Les ions d’ytterbium sont confinés au-dessus d’un rail de trois rangées d’électrodes dont la tension variable permet d’en contrôler la position et de les déplacer latéralement. L’innovation de l’expérience de Honeywell est de réussir à démontrer des opérations logiques entre plusieurs qubits – ici, jusqu’à 4 – tout en les déplaçant à volonté entre des zones de stockage et des zones d’interaction pendant les opérations. Cette idée avait été proposée dès 2002 par Dave Wineland et son équipe du NIST, mais il a fallu 18 ans d’efforts continus de recherche de la communauté des ions piégés pour finalement arriver à cette prouesse technique.

Le système utilise 198 électrodes à courant continu pour le déplacement et le positionnement des ions ytterbium qui sont couplés à des ions de baryum.

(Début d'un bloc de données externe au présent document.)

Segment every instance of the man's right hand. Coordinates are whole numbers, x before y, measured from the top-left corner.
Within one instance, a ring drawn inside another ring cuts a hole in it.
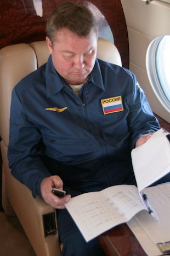
[[[65,209],[65,204],[69,201],[71,195],[59,198],[52,192],[53,188],[61,190],[63,189],[63,183],[59,176],[54,175],[43,179],[41,191],[44,200],[54,208]]]

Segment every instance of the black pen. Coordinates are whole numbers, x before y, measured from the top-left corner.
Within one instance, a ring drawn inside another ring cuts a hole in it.
[[[146,194],[144,193],[143,194],[143,198],[144,200],[144,201],[145,203],[145,205],[147,207],[147,209],[148,209],[148,213],[149,213],[149,214],[150,214],[151,215],[152,215],[156,220],[158,220],[158,217],[157,216],[157,215],[155,214],[155,213],[154,213],[153,209],[152,209],[152,206],[151,206],[151,205],[150,204],[150,203],[149,201],[149,200],[148,200],[148,198],[147,197],[147,195]]]

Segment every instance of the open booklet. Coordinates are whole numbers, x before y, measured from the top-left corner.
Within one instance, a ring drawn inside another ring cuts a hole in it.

La puce exploite des pièges cryogéniques de surface (“cryogenic surface trap”) qui permettent ainsi de réarranger dynamiquement le positionnement des couples d’ions ytterbium/baryum et de mettre en œuvre des portes quantiques exécutées en parallèle sur plusieurs zones du circuit.

Honeywell Ion Traps

Le schéma semble indiquer que les ions circuleraient sur la bande verte, permettant un déplacement arbitraire des ions le long de la bande. Une fois déplacés, ils seraient recasés dans la bande du milieu pour subir une porte quantique unitaire, ou dans les bandes latérales pour générer des portes quantiques à deux qubits, comme expliqué dans le schéma ci-dessous que j’ai commenté. L’une de ces opérations est une porte SWAP qui permet d’interchanger physiquement les ions.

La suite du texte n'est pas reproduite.